En revanche, d’autres leviers intéressants de décarbonation ont été identifiés et validés pour une mise en œuvre à court terme.

Plusieurs leviers de décarbonation des transports

Le premier concerne la réduction drastique du transport aérien, avec une cible à -75 %, hors urgence marché. « C’est une part réduite de nos flux, environ 300 tonnes, mais qui est fortement génératrice d’émissions de CO2, il s’agit donc d’un axe prioritaire », indique le directeur RSE.

Il s’agit d’échanger et de convaincre les clients de faire autrement. Beaucoup n’ont pas besoin d’être livrés en urgence mais ils ont parfois pris cette habitude

Comment ? Essentiellement en sensibilisant les clients (des grossistes en majorité), car ce sont eux qui paient le transport, et choisissent le mode d’expédition. « Notre service client est au cœur de cette bataille, il s’agit d’échanger et de convaincre les clients de faire autrement.

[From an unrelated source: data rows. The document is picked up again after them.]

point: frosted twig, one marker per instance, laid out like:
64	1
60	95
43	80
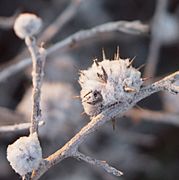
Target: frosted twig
60	21
71	147
17	127
102	164
154	116
133	27
38	61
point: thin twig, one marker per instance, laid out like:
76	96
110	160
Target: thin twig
154	116
17	127
71	147
134	28
102	164
38	60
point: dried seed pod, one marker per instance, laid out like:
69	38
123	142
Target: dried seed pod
25	154
27	25
108	82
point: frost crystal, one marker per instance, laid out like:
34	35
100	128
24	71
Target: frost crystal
25	154
108	82
27	25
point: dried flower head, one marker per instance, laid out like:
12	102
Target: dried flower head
25	154
27	25
108	82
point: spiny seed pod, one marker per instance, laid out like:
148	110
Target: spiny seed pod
108	82
27	25
25	154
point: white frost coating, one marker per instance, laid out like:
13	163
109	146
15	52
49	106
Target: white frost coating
108	82
25	154
27	25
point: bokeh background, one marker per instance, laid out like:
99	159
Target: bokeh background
140	147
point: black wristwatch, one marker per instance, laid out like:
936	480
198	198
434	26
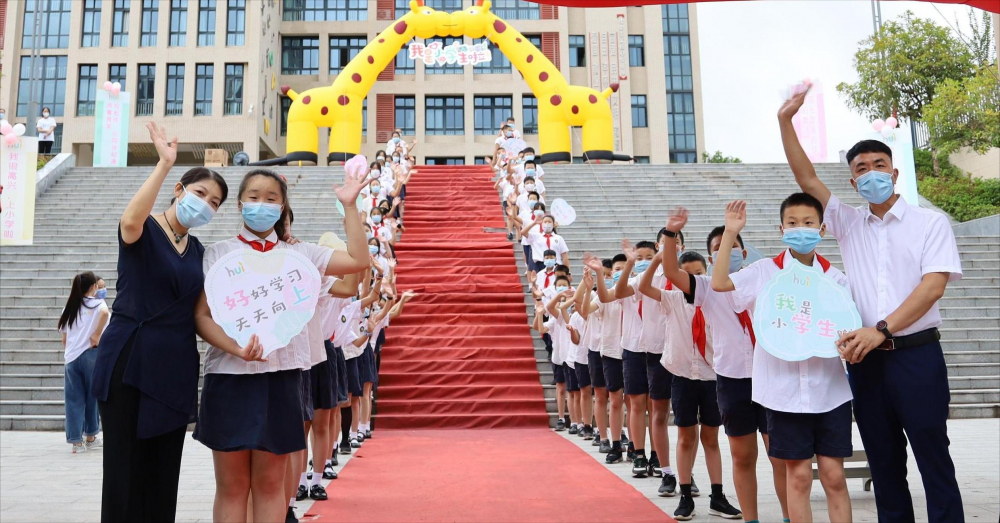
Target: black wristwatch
883	327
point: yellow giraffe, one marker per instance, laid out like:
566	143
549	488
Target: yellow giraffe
560	105
339	105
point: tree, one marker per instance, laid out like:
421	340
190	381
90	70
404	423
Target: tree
719	158
965	113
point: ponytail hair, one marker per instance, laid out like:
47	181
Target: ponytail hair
81	284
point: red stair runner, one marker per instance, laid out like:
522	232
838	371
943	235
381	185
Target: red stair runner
461	356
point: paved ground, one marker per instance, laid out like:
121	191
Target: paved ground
33	463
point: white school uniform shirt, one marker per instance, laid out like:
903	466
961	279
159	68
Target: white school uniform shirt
680	354
78	336
733	355
887	258
294	355
813	385
542	242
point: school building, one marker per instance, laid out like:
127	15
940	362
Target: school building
211	72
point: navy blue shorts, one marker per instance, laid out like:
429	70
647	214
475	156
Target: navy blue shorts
614	379
582	375
740	415
800	435
659	378
596	366
572	385
694	402
634	367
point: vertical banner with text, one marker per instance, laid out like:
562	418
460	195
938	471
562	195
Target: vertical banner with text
17	203
111	129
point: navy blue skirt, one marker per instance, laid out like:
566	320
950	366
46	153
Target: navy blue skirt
252	412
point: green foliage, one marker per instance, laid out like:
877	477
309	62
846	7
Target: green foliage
965	113
719	158
900	68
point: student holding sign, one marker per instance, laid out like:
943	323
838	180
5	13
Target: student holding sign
900	258
808	400
251	407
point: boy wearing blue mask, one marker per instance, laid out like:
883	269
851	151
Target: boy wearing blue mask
733	342
808	402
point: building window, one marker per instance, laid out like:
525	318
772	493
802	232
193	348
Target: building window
50	84
636	53
405	64
681	126
445	161
118	73
406	114
144	90
91	23
178	23
529	112
206	22
490	111
286	104
445	115
234	90
329	10
204	81
516	10
86	91
119	23
175	90
150	21
237	22
343	49
577	51
499	64
454	68
299	55
53	30
639	110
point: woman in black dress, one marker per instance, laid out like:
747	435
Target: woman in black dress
146	375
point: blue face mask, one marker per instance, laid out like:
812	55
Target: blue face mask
875	186
802	240
260	216
192	211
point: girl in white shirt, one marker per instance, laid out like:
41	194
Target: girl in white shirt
82	322
251	406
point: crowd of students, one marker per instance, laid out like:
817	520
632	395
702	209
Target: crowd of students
649	331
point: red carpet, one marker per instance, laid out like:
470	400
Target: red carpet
522	475
461	356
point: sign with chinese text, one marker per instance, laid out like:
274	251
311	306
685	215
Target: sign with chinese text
802	312
111	117
435	53
271	294
17	202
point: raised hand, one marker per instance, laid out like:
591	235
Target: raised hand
736	216
167	149
677	220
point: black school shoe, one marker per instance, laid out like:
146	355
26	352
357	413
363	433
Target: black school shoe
720	507
685	509
668	487
640	467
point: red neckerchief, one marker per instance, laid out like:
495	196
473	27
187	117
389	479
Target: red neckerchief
255	244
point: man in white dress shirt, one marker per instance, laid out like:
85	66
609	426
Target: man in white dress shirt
899	258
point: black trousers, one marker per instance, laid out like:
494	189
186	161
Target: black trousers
140	475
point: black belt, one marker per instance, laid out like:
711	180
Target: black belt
911	340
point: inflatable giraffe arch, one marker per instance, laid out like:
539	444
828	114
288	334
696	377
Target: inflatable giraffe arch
560	105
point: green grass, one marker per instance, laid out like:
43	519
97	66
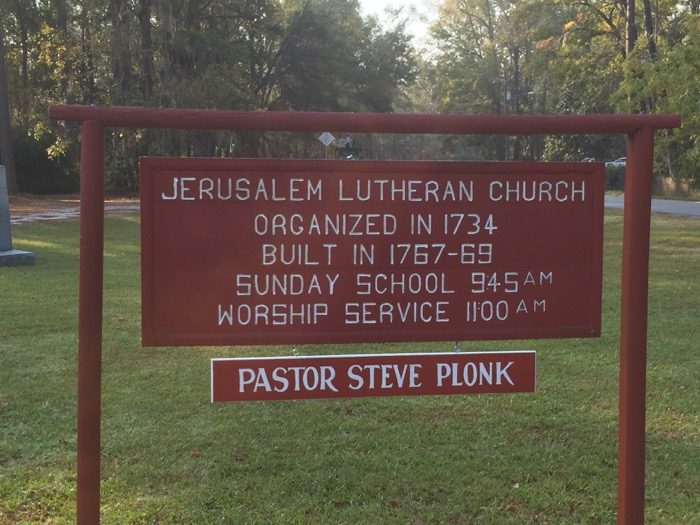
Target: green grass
169	456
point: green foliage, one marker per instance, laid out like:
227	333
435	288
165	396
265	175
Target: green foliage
227	54
41	169
171	457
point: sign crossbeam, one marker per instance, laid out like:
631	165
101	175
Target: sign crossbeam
638	128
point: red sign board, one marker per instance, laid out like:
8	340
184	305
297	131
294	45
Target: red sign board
281	252
319	377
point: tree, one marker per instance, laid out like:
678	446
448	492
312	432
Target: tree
6	155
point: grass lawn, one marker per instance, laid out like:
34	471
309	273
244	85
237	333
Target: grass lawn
169	456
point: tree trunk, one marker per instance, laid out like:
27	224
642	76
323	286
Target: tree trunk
649	29
631	27
6	156
122	53
144	14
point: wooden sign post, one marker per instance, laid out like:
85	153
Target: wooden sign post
633	332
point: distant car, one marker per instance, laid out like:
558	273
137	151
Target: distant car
617	163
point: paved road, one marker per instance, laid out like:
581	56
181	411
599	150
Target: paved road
688	208
69	212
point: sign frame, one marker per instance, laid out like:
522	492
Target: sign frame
568	237
372	375
639	130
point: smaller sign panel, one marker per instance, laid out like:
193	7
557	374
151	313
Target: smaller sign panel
371	375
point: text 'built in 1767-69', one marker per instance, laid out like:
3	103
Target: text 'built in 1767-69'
274	252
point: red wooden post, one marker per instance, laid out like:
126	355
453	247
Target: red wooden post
633	327
90	320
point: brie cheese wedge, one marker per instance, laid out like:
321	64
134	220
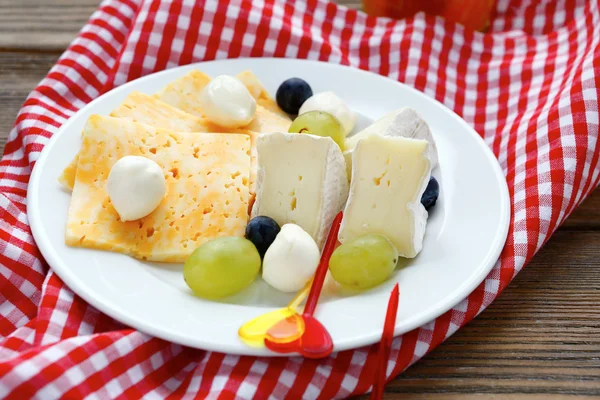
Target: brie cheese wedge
404	122
302	180
389	176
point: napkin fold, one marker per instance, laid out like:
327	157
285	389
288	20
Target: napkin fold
530	88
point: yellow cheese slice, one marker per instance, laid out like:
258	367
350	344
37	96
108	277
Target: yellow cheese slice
258	91
145	109
207	196
183	93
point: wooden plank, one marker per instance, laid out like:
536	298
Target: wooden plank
42	25
539	340
19	74
541	337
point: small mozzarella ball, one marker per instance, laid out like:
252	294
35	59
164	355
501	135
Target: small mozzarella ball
227	102
136	186
291	260
330	103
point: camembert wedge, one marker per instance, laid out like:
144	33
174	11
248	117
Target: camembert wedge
301	180
207	177
404	122
389	176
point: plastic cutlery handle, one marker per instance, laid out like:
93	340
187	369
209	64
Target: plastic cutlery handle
315	290
385	345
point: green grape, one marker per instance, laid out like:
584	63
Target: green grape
319	123
364	262
221	267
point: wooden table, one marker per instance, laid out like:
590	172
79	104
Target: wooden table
539	340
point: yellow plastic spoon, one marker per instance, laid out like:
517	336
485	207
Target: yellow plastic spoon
254	331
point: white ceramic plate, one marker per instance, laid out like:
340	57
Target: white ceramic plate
465	233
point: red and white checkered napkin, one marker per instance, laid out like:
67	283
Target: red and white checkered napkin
530	87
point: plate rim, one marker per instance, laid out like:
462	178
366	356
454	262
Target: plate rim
72	281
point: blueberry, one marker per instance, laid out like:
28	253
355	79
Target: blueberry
292	94
431	193
262	232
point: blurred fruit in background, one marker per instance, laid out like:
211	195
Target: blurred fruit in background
474	14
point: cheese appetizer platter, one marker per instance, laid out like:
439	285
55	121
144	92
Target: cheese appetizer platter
191	201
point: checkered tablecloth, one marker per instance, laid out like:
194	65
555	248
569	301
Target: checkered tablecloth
529	87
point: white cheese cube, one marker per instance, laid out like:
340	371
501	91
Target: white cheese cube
389	176
404	122
301	180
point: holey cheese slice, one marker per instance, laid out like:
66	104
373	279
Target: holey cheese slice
389	176
404	122
301	180
145	109
207	196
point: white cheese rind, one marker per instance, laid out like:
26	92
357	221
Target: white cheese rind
302	180
404	122
389	176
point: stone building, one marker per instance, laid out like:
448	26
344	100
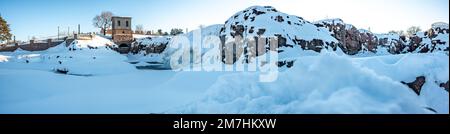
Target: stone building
122	34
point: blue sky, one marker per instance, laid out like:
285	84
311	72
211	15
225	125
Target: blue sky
41	18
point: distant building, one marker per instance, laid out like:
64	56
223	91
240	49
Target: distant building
122	33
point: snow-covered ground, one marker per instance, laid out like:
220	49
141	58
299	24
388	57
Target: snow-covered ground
350	85
87	76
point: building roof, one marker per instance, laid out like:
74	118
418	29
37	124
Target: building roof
121	17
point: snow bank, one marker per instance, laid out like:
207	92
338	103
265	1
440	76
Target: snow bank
327	83
3	58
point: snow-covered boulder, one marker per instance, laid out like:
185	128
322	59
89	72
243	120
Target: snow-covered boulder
258	25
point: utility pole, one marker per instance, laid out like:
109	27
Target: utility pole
68	31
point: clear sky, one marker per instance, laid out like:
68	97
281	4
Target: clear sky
41	18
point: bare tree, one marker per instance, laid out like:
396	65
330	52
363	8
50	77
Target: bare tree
139	29
103	21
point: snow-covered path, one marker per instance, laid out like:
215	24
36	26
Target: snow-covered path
147	91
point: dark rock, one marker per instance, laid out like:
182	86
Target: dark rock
445	85
279	18
261	31
416	85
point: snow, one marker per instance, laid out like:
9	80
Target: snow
100	80
3	58
441	25
313	86
153	40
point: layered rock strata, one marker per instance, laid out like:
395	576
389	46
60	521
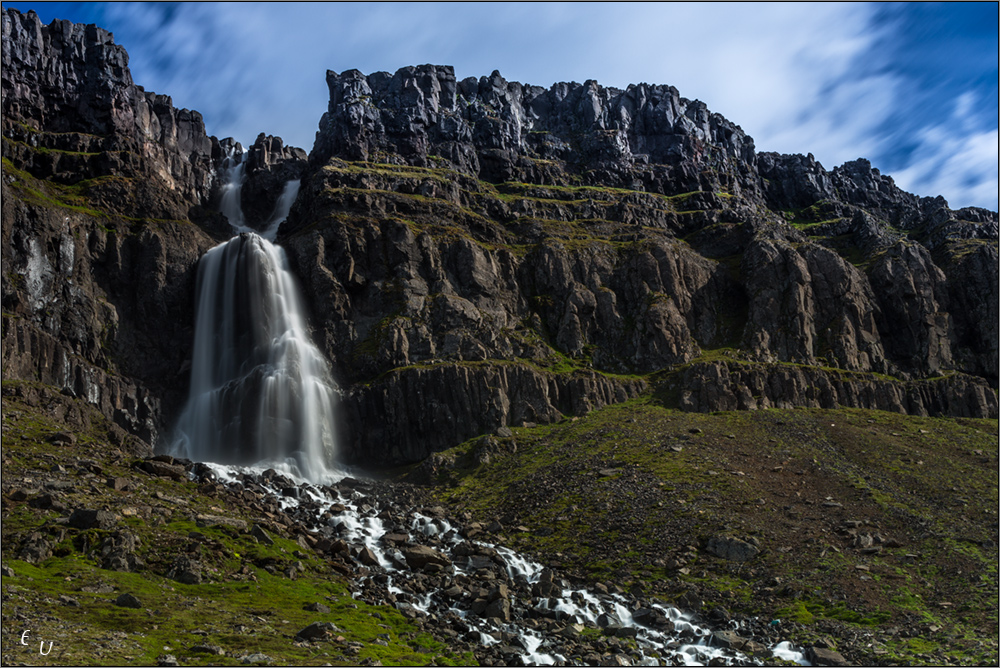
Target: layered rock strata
480	254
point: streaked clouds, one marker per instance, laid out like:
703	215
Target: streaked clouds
911	87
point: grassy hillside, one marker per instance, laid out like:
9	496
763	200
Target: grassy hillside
876	528
250	603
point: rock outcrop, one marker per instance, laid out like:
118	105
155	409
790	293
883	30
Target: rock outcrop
100	182
480	254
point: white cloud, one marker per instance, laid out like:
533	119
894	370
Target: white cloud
799	78
961	167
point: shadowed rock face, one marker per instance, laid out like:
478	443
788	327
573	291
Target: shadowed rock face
481	254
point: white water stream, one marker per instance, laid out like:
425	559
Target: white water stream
261	395
260	390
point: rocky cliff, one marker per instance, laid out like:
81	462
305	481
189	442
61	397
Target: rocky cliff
479	254
452	229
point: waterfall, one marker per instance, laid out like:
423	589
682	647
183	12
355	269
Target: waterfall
260	392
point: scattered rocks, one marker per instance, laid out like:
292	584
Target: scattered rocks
88	519
214	650
185	570
261	535
733	549
217	520
821	656
128	601
318	630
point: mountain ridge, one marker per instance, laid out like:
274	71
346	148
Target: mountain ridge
547	249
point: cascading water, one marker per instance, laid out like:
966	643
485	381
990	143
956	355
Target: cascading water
260	391
261	394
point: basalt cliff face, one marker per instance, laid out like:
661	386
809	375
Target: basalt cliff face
479	254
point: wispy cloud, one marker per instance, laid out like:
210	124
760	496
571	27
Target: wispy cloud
841	81
955	159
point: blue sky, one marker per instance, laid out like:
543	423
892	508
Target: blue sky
912	87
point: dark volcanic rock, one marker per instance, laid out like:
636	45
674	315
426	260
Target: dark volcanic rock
479	254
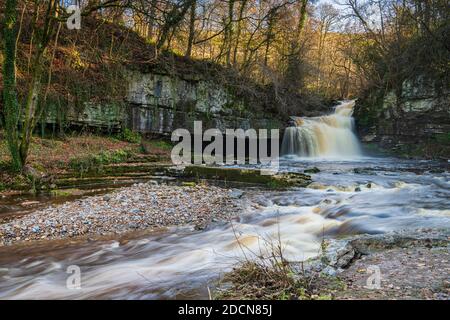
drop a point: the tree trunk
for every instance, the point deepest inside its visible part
(11, 106)
(191, 29)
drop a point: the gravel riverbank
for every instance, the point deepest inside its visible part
(139, 207)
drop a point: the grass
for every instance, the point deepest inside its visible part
(80, 153)
(95, 162)
(267, 275)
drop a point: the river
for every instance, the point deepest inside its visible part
(349, 196)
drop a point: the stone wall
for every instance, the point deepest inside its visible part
(160, 103)
(417, 113)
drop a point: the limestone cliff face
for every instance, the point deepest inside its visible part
(417, 114)
(162, 103)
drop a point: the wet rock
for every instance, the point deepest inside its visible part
(253, 176)
(236, 193)
(312, 170)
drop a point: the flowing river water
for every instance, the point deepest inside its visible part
(350, 195)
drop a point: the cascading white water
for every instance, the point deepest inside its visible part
(328, 136)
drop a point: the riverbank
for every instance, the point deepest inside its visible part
(53, 162)
(143, 206)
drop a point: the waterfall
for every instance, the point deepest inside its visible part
(328, 136)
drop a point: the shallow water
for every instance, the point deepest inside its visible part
(364, 195)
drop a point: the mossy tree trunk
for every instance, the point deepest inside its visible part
(11, 110)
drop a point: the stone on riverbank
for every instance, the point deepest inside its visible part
(142, 206)
(252, 176)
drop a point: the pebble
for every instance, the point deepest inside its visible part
(127, 209)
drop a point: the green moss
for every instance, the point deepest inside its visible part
(96, 162)
(443, 138)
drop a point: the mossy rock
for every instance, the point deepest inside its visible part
(252, 176)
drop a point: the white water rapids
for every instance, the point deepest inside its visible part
(361, 195)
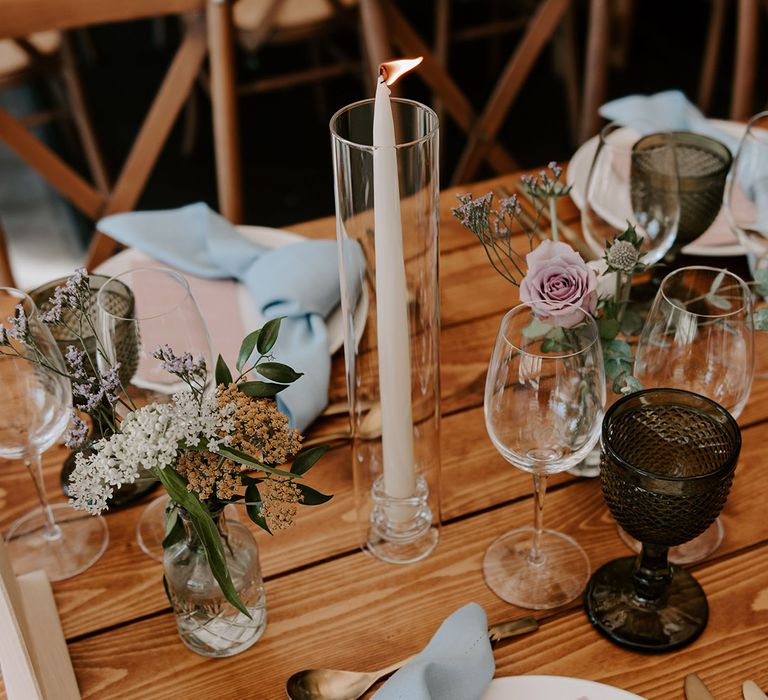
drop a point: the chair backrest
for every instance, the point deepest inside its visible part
(22, 17)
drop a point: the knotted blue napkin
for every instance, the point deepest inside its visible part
(300, 282)
(457, 664)
(664, 111)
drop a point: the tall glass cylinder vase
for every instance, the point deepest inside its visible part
(388, 261)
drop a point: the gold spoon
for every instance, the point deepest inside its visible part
(333, 684)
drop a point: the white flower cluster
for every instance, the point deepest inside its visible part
(149, 438)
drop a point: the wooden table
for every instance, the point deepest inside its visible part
(331, 605)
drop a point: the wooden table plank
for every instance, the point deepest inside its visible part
(359, 613)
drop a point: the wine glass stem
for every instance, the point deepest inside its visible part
(35, 467)
(539, 491)
(652, 575)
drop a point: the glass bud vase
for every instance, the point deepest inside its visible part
(208, 624)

Beaucoup n’ont pas besoin d’être livrés en urgence mais ils ont parfois pris cette habitude. Dans certains cas, il peut s’agir de commandes urgentes. Sur ce besoin, nous ne pourrons pas le faire disparaître complètement mais l’enjeu est bien qu’il y en ait le moins possible désormais ». Là-encore, il s’agit de sensibiliser les clients à anticiper afin de rendre possible du transport maritime par exemple. Une incitation au regroupement de commandes devra aussi permettre de basculer de l’aérien vers d’autres modes de transports, comme le maritime, parfois inaccessible pour des trop petits volumes.

Le deuxième levier majeur concerne le fret routier. Il s’agit de modifier les calendriers d’expédition en Europe en réduisant le nombre de départs afin d’optimiser les taux de chargement des camions. Cette nouvelle manière de procéder se double d’un travail avec les transporteurs prestataires autour de leurs efforts de décarbonation : certifications environnementales, déploiement de flotte bas carbone etc. « Cela va prendre du temps car les flottes ne sont aujourd’hui pas encore prêtes. Nous allons intégrer dans nos prochains appels d’offres ce critère, mais pour l’instant, il ne représentera pas un critère absolument déterminant de choix », précise Loïc Allanos.

Dans cet engagement, l’impact organisationnel de la supply chain (dirigée par Jean-Yves Doré pour le groupe) n’est pas significatif. En revanche, la planification des expéditions a dû être revue, et continuera d’évoluer.

Démarche globale

Ce travail réalisé dans le cadre de Fret21 s’inscrit dans le lignée d’une démarche RSE plus globale de Septodont concernant l’ensemble de l’entreprise et des Scopes pour s’aligner sur les attendus des Accords de Paris. L’entreprise entend ainsi réduire de 50 % ses émissions entre 2022 et 2032 pour ses scopes 1 et 2. Des investissements industriels ont été réalisés en ce sens.